Северька ощупал подсумок, карманы и похолодел: патронов оставалось не больше десяти штук. А ведь как только задернет луну тучами, потемнеет степь, и бандиты пойдут на приступ. Нынче им, видно, нужен не только коммунарский скот, но и жизнь коммунаров. Иначе чего им крутиться вокруг поселка.

Но бандиты, те, что обложили поселок с юга, вдруг смешались и быстро стали отходить к сопкам. Северька поднял голову: что бы это значило? Но тут же все стало ясно. Какая-то группа всадников подошла незаметно и ударила по бандитам. Не иначе как пограничники. Теперь уж наша берет! Не таясь, выскакивали коммунары из-за укрытий, кидались к лошадям, торопливо седлали лошадей. Прыгали в седла. Торжество, злоба и ярость давили горло. Пусть бандиты не ждут пощады. Храпели возбужденные огнем и стрельбой кони.

Вовремя начальник заставы привел свой отряд. Запоздай еще немного, и кто знает, чем бы закончилась эта ночь.

Коммуна понесла немалый урон: тяжело ранен Митрий Темников, сгорела чуть ли не треть заготовленного сена, стала золой половина не обмолоченного хлеба.

Утром Иван Алексеевич, хромая больше обычного, прошел по землякам, сказал людям нужные слова.

— Большую беду принесли нам бандиты. Но если бы по одному жили, единолично, совсем бы это большая беда была. А мы — коммуна. И отбиться сумели, и часть хлеба спасли. Не бойтесь, с сумой не пойдем. Начнется зима — отправим в извоз тридцать подвод, заработаем хлеба. Рыбалкой займемся — опять хлеб будет. Только дружней надо держаться.

Люди слушали председателя, согласно кивали головами.

Федька весело гнал коня, спешил в коммуну. Ночь он провел в Тальниковом, и теперь ему все нравилось: и легкий бег коня, и осенняя степь, и беспокойные кустики перекати-поля, и неяркое солнце. Путь он выбрал прямой, через сопки, без дороги и поэтому не видел черных пятен в коммунарской пади, оставшихся на месте сожженных стогов. Но пожар на гумне заметил сразу, как только показался коммунарский поселок. «Какая это разиня хлеб спалила, — подумал Федька. — Видно, ребятишки крадче от взрослых табак в скирде курили».

Около ручья Федька встретил Устю. С полными ведрами воды она медленно шла к землянкам.
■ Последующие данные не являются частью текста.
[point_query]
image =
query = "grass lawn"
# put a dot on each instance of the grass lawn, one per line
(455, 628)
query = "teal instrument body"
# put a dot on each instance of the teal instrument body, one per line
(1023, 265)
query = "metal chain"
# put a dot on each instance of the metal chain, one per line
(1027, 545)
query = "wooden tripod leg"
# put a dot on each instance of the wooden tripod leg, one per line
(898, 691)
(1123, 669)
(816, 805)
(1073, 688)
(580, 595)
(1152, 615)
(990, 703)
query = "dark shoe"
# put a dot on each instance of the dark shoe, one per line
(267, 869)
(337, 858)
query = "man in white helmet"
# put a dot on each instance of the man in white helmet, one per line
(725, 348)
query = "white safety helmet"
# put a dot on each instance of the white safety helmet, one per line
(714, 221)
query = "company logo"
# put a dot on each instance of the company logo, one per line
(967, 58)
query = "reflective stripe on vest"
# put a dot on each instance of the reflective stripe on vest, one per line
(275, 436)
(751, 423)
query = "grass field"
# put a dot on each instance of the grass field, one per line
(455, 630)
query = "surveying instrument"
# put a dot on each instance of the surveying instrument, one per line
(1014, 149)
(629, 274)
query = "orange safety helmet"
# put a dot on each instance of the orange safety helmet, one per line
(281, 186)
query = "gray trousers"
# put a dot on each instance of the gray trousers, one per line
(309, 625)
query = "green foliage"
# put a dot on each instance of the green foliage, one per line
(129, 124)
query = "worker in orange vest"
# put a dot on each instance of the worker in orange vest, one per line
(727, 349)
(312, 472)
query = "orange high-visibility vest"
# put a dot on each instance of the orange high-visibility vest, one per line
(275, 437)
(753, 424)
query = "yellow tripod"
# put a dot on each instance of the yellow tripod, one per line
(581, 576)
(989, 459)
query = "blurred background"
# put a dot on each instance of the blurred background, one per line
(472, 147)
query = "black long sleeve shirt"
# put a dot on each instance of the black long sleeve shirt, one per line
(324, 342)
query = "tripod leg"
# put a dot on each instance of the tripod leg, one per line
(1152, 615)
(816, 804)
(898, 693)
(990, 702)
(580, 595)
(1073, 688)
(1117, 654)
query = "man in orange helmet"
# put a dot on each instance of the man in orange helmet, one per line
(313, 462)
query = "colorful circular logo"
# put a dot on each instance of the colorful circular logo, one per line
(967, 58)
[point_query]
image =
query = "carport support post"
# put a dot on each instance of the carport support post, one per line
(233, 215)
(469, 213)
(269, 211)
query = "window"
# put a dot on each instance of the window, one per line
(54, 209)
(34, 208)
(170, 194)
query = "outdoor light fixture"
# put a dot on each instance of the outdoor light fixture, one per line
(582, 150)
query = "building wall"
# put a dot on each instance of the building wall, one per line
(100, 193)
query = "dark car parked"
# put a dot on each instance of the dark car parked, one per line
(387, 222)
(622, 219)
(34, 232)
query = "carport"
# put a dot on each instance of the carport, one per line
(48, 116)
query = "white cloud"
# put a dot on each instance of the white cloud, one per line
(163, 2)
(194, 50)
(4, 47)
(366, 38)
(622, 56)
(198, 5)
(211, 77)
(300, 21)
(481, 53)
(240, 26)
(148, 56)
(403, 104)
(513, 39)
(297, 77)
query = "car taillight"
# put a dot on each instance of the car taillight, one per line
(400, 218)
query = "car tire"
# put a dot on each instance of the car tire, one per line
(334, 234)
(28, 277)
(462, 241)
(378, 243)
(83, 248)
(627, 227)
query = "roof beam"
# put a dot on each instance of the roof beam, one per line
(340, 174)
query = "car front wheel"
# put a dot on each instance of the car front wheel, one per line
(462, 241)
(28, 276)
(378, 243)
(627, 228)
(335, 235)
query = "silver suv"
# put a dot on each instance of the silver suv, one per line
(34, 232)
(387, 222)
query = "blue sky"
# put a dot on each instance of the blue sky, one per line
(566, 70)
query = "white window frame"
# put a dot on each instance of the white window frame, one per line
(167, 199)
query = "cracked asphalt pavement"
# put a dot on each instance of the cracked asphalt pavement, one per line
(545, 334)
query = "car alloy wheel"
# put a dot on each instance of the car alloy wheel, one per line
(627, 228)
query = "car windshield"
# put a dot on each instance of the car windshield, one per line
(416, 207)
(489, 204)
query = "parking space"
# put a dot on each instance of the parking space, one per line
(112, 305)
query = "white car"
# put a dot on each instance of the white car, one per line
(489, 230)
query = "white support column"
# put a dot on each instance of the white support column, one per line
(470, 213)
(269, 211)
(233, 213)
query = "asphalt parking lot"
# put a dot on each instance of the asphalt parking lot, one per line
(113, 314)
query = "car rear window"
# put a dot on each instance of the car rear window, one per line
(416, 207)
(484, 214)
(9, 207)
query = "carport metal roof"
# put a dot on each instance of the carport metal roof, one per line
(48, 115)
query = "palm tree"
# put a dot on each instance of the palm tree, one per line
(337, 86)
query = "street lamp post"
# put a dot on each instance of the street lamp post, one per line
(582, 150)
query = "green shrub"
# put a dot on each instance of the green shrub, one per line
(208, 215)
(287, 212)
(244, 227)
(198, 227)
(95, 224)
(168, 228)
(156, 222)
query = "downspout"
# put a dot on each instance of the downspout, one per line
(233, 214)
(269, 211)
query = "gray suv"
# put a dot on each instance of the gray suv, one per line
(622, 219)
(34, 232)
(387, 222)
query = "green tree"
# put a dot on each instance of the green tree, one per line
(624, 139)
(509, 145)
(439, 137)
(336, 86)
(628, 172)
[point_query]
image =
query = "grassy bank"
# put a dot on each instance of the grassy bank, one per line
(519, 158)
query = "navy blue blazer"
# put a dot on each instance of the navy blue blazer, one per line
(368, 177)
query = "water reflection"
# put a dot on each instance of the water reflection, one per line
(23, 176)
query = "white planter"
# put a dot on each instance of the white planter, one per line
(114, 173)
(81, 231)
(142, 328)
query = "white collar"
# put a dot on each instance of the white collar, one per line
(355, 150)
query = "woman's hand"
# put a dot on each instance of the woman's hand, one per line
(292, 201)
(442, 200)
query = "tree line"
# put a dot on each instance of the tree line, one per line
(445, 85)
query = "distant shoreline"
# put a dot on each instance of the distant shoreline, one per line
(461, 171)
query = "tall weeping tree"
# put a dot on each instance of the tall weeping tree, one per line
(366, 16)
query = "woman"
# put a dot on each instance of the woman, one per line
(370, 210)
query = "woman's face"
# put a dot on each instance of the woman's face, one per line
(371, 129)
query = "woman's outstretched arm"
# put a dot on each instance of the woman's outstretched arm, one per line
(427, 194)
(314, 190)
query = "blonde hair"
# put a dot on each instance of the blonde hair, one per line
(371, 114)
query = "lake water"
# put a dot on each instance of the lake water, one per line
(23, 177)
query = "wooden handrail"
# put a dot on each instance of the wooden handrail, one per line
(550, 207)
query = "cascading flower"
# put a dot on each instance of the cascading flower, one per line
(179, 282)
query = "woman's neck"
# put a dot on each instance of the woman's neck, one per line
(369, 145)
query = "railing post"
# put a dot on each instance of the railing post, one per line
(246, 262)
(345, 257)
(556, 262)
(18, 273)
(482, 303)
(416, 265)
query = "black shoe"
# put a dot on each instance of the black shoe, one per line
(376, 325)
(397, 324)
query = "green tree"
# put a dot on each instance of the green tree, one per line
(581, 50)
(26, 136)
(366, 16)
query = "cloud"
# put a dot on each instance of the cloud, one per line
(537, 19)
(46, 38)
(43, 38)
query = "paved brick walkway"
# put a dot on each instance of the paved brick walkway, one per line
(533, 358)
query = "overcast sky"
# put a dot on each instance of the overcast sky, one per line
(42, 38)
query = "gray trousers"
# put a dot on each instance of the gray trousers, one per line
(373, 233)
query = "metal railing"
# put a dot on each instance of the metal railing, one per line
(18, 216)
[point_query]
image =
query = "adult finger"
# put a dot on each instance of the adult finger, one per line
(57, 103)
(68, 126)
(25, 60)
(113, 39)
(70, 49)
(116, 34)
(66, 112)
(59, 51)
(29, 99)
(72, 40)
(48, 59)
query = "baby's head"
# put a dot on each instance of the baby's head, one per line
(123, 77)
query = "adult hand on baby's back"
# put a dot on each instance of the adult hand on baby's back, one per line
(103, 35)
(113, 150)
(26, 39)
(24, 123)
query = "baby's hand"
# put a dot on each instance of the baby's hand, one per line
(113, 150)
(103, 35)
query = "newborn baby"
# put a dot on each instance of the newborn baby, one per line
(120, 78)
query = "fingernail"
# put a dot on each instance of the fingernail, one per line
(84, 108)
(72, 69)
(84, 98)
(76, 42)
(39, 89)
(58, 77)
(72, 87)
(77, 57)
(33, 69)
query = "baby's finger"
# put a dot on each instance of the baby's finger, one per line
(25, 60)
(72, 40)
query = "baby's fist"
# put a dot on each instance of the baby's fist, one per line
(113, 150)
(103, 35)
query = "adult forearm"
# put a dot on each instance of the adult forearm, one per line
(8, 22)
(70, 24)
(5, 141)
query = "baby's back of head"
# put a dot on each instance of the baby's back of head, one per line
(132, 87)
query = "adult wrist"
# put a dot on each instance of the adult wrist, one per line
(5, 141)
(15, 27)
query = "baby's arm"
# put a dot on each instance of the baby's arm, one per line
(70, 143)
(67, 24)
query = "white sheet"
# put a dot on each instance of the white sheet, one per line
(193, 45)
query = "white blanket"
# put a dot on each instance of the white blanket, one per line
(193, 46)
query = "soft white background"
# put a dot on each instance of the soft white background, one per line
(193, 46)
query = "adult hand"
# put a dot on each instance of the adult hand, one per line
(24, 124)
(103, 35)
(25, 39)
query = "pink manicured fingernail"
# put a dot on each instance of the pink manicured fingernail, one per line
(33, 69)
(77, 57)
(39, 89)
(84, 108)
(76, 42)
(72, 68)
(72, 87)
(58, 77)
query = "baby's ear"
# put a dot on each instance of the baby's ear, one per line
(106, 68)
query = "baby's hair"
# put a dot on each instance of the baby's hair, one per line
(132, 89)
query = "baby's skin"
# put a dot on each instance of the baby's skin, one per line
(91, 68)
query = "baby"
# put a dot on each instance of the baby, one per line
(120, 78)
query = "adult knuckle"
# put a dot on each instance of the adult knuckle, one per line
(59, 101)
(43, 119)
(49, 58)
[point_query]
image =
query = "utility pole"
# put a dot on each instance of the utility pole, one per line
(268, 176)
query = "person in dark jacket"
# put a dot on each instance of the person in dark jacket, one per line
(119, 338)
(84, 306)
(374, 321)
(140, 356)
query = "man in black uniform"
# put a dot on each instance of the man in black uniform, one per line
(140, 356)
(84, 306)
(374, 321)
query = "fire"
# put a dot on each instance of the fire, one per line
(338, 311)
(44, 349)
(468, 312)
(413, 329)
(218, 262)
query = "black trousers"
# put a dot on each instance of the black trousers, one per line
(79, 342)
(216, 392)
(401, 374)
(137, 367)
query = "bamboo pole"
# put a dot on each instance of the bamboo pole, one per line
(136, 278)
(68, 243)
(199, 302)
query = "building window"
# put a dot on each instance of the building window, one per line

— Здорово, посельщица! Гостей не ждали?

Устя поставила ведра на землю, распрямила спину. Устало улыбнулась.

— А, Федя.

— Ты чо такая пасмурная, разве так гостей встречают?

— Ты не езди к нам сегодня, Федя, — вдруг сказала Устя. — У нас горе. Свое горе.

— Как это свое? — Федька непонимающе смотрел на Устю. Лицо его бледнело, резче выступили веснушки.

Устя никогда не видела парня бледным. Обычно он краснел, краснел густо, когда злился.

Федька медленно вынул ногу из стремени и тяжело сошел на землю. Устя хотела еще что-то сказать, но лишь вздохнула, не глядя на Федьку, подняла ведра и пошла к землянкам, пошла, не оглядываясь.

Не выпуская поводьев, Федька сел на камень и закрыл глаза.

По долине потянуло ветром, ветер подхватил круглый куст перекати-поля, погнал его к сопкам. Где этот куст теперь остановится?